Cuando el socialismo se disfraza

El socialismo ya no se anuncia como control, sino como democratización; no como concentración de poder, sino como ampliación de derechos

Por FRANK ZIMMERMAN

Texto adaptado para publicación editorial a partir de un capítulo de 12 mitos sobre el socialismo, libro de Frank Zimmerman.

El socialismo contemporáneo ha reemplazado el lenguaje revolucionario por una narrativa de justicia social y derechos para ampliar gradualmente el papel del Estado. El autor advierte que este cambio puede debilitar la libertad económica, la propiedad privada y las instituciones liberales si no se preservan los límites al poder político.

El auge de Democratic Socialists of America (DSA) ilustra una mutación decisiva del socialismo en Estados Unidos. Ya no se presenta con el lenguaje que lo definió durante buena parte del siglo XX, sino con un vocabulario moral adaptado a las sensibilidades contemporáneas: equidad, derechos, vivienda, salud, justicia racial, dignidad laboral y compasión.

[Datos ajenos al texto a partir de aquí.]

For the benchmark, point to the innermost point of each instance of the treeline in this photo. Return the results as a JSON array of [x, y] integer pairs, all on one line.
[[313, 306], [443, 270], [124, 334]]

La organización se presenta como la principal fuerza socialista del país y propone una sociedad en la que las grandes corporaciones pasen a propiedad pública y queden sometidas a un supuesto “control democrático”.

Su eficacia no reside únicamente en el programa que defiende, sino en la forma de presentarlo. Lo que, en esencia, implica una mayor concentración del poder económico en manos del Estado aparece revestido de una expansión de la democracia, la participación y la justicia social.

Ese es el cambio decisivo: el socialismo ya no se anuncia como control, sino como democratización; no como concentración de poder, sino como ampliación de derechos.

El socialismo contemporáneo ya no entra en la conversación pública hablando de dictadura del proletariado, expropiaciones masivas o planificación central. Ese vocabulario quedó demasiado ligado a la experiencia soviética, la censura, el racionamiento y la pobreza administrada. Por eso aprendió a presentarse de otra manera: sustituyó el lenguaje de la revolución por el de los derechos, la equidad y la justicia social, sin abandonar necesariamente su aspiración de ampliar el control político sobre la economía.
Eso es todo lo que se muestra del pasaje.